Customized Energy Solutions’ Ted Kuhn suggested the grid operator start by checking the MCS’ availability against the metered data LMRs are required to provide.

The LMR availability gap is part of MISO’s ongoing resource availability and need suite of market improvements. The RTO is still gauging which combination of new resource adequacy and capacity market rules it might adopt to reduce the number of maximum-generation emergency events it declares. (See MISO Closer to Seasonal Capacity, Reliability Reqs.)

As part of that, the grid operator will now scrutinize the actual availability of conventional generators and for what they’re accredited. Planning Adviser Davey Lopez said MISO’s planning reserve margin requirement is likely understated because it doesn’t model real-world generation outage scenarios.

Pandemic Still Muddying Forecasts

MISO is still calculating emergency resources’ response during its most recent emergency event on July 7. (See Max Gen Event Managed Efficiently, MISO Says.)

MISO LMR Availability
MISO’s Little Rock headquarters | MISO

Executive Director of Market Operations Shawn McFarlane said MISO didn’t have to resort to LMRs that day. He said the peak would have been higher had not thunderstorms popped up in the northern part of the footprint.

McFarlane also said the pandemic continues to complicate load forecasting, as air conditioning load is likely skewed to more residential use this year than in others because of customers working from home.

“We think there’s some offsetting things that made it very hard to predict summer peak,” he said.

Despite that, McFarlane called the event “one of the most orderly max gens I’ve seen,” as MISO responded quickly and committed more resources appropriately.

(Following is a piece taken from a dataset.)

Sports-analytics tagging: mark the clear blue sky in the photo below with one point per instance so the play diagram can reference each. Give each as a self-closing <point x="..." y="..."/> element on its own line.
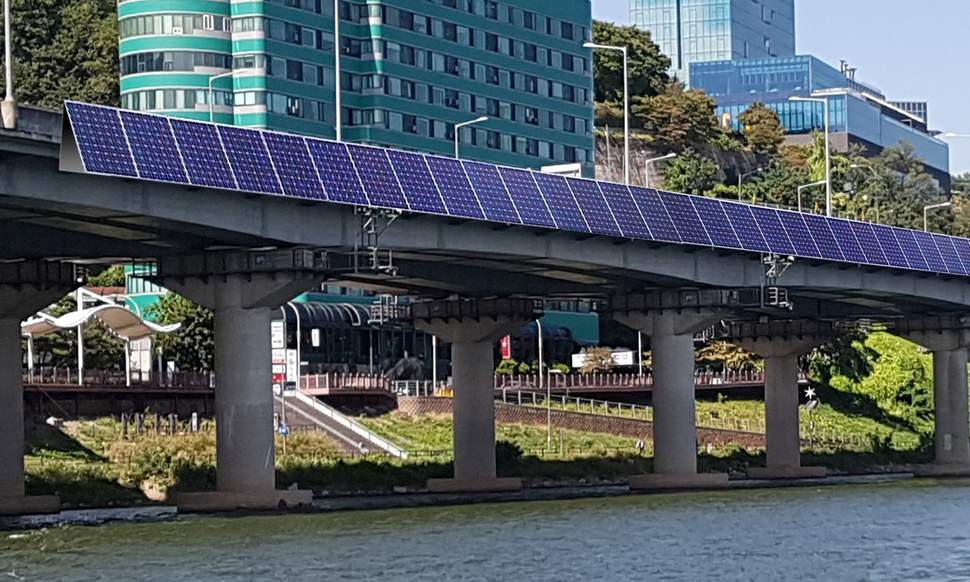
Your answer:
<point x="910" y="50"/>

MISO President Clair Moeller said not much has changed in the RTO’s modus operandi after the pandemic’s announcement.

“The risk profile doesn’t seem to be changing much,” Moeller said during an Informational Forum on July 21. “The good news is the operational impacts of the pandemic are manageable … and we don’t expect that to change.”

Moeller said load “crept back up” in July and is now about 5% less than its normal load average.

“We’re still learning how to forecast in this new environment,” he said.